Dengan tengah berjalannya program vaksinasi yang dilakukan oleh pemerintah, masih terdapat sebagian kelompok masyarakat yang belum memasuki penerima prioritas. Golongan ini diantaranya kelompok usia anak-anak. Di tengah kelompok yang sudah menerima vaksin, apa saja implikasi yang terjadi pada kegiatan sehari-hari suatu keluarga yang memiliki anak?
Sebuah artikel opini yang ditulis oleh David Leonhardt untuk The New York Times memberikan pandangan yang menarik. Artikel yang diterbitkan pada 22 April 2021 ini menyinggung fakta bahwa hamper 50% warga Amerika Serikat sudah menerima setidaknya satu dosis vaksin. Dengan laju vaksinasi yang tengah terjadi di negeri bersangkutan, diprediksikan bahwa hampir seluruh populasi orang dewasa dapat menerima vaksin hingga akhir bulan Juli tahun ini. Hal ini bertentangan dengan anak kecil, yang tampaknya masih harus menunggu beberapa bulan sebelum mendapatkan dosis vaksinasi pertama.
Liburan tentu saja merupakan hal yang dinantikan oleh setiap anggota keluarga. Sama halnya dengan Indonesia, beberapa rumah tangga menjadikan libur sekolah sebagai momen kebersamaan dengan berlibur. Sebelum pandemic hal ini bukanlah hal yang luar biasa. Anak-anak seharusnya dapat mengikuti aktivitas bersama kelompok hobi, menemui kerabat, bermain bersama teman, atau bahkan bepergian menggunakan pesawat untuk berwisata. Kini, orang tua dihadapkan pada dua pilihan, (1) menjauhkan anak dari kegiatan yang dianggap beresiko serta (2) perlahan melakukan aktivitas seperti sediakala. Kedua pendekatan ini tidak sepenuhnya salah, dengan beberapa catatan.
Orang tua yang merasa khawatir dengan peningkatan laju COVID-19 di negara masing-masing akan berusaha untuk memberikan pengertian kepada anak bahwa beberapa kegiatan memiliki resiko yang tinggi. Hal ini tentu masuk akal, mengingat mutase virus yang kian bermunculan di berbagai negara. Opsi kedua akan ditempuh oleh beberapa orang tua yang beranggapan bahwa melarang anak di berbagai kegiatan akan memiliki dampak lebih negatif dibandingkan resiko penularan COVID-19 itu sendiri. Studi menunjukkan bahwa dengan “mengurung” anak di rumah, dapat juga berdampak pada kesehatan anak – kesepian, kecemasan dan merasa kehilangan masa-masa penting dalam hidupnya hanya mendeskripsikan sebagian fenomena yang dialami anak yang tengah beranjak usia remaja.

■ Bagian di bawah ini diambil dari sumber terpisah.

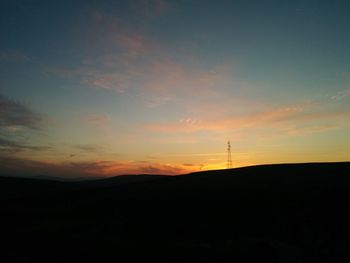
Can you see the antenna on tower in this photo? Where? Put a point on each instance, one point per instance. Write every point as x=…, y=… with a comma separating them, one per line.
x=229, y=157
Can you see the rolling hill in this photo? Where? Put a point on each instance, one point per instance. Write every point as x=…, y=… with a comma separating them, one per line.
x=278, y=213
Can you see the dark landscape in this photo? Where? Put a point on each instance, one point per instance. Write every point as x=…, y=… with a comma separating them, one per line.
x=272, y=213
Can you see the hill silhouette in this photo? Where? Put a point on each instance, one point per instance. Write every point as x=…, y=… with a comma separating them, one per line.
x=278, y=213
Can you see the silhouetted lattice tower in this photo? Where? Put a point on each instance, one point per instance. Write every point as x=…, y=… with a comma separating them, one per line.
x=229, y=157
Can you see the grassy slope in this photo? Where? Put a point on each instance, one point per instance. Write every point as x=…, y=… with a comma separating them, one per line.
x=283, y=213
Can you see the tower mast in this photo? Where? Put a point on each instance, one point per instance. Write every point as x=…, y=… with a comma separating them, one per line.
x=229, y=157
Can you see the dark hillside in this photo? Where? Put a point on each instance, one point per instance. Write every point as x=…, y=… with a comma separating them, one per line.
x=278, y=213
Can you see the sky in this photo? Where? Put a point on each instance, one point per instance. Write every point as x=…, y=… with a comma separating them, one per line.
x=104, y=88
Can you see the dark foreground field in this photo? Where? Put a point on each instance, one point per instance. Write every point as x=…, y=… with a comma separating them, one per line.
x=272, y=213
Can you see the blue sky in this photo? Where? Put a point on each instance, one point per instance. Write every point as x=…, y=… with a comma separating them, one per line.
x=159, y=86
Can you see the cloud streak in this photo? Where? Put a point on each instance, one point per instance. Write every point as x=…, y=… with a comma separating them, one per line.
x=85, y=169
x=13, y=113
x=284, y=118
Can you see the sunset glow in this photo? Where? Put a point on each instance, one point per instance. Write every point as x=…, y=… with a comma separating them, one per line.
x=159, y=86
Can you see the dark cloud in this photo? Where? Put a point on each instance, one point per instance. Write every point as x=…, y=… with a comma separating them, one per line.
x=11, y=146
x=13, y=56
x=13, y=113
x=88, y=147
x=16, y=166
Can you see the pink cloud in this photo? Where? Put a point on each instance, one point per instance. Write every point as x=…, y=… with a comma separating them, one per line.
x=287, y=118
x=96, y=168
x=98, y=119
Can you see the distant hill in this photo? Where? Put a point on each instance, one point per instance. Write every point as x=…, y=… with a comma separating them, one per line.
x=274, y=213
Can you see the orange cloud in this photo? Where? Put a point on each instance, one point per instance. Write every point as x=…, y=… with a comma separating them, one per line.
x=280, y=118
x=84, y=169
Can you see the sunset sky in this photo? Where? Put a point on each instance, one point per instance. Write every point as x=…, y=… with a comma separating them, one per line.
x=102, y=88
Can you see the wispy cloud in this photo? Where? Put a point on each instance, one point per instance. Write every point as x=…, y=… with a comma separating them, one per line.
x=20, y=166
x=10, y=146
x=88, y=147
x=13, y=56
x=98, y=119
x=13, y=113
x=286, y=119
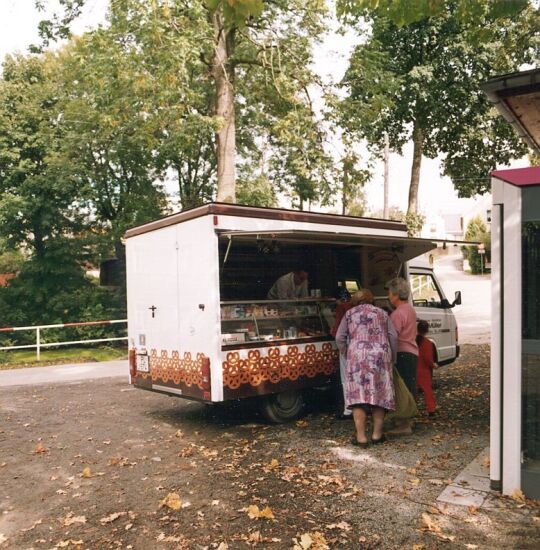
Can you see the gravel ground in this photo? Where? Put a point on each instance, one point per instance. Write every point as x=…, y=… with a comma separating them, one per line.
x=101, y=465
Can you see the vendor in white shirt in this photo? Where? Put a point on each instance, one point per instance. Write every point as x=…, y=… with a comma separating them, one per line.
x=290, y=286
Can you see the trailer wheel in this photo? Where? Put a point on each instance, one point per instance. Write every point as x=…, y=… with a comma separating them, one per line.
x=282, y=407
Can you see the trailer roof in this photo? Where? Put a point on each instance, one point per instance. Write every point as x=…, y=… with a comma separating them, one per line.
x=222, y=209
x=517, y=97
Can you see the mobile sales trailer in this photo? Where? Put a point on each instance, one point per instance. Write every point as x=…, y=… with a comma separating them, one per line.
x=200, y=325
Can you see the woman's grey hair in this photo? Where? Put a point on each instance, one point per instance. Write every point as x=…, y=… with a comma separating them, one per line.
x=400, y=287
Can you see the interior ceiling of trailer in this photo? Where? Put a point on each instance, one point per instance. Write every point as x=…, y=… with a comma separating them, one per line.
x=405, y=247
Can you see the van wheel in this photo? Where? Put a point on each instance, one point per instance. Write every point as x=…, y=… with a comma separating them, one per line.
x=282, y=407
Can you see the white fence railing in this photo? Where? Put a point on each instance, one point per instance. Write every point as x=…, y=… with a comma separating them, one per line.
x=39, y=344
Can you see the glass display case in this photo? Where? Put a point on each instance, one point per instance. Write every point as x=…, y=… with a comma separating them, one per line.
x=248, y=322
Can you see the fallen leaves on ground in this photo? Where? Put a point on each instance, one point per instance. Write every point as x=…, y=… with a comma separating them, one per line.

Dr. Amesh Adalja, ahli pandemi dari universitas Johns Hopkins menekankan bahwa penting bagi orang tua untuk menelaah kesehatan anak secara keseluruhan, dan tidak hanya dari sudut pandang COVID-19 saja. Salah satu contoh yang dapat dijadikan argumentasi untuk membiarkan anak-anak beraktivitas (tentunya dengan menerapkan protokol kesehatan) adalah dengan melihat angka kematian yang ditimbulkan dari COVID-19 pada orang dewasa dan anak-anak. COVID-19 terbukti menjadi penyebab kematian kedua dan ketiga tertinggi untuk kelompok usia 50 – 84 dan > 85 secara berurutan. Pada kelompok anak-anak, COVID-19 dapat dilihat sebagai penyakit sehari-hari yang tidak mempengaruhi kehidupan secara drastis. Data dari CDC juga menunjukkan bahwa tingkat kematian anak-anak akibat COVID-19 serupa dengan angka yang diakibatkan oleh flu musiman. Sebagai perbandingan, terdapat 5 kematian di antara 100.000 anak pada kelompok usia 0 – 4 akibat COVID-19 yang sangat jauh bila dibandingkan dengan 265 kematian di antara 100.000 orang dewasa pada kelompok usia 50 –64. Stephen Kissler, peneliti di Harvard T.H. Chan School of Public Health menambahkan bahwa COVID-19 bukan resiko besar bagi kelompok usia di bawah 18 tahun.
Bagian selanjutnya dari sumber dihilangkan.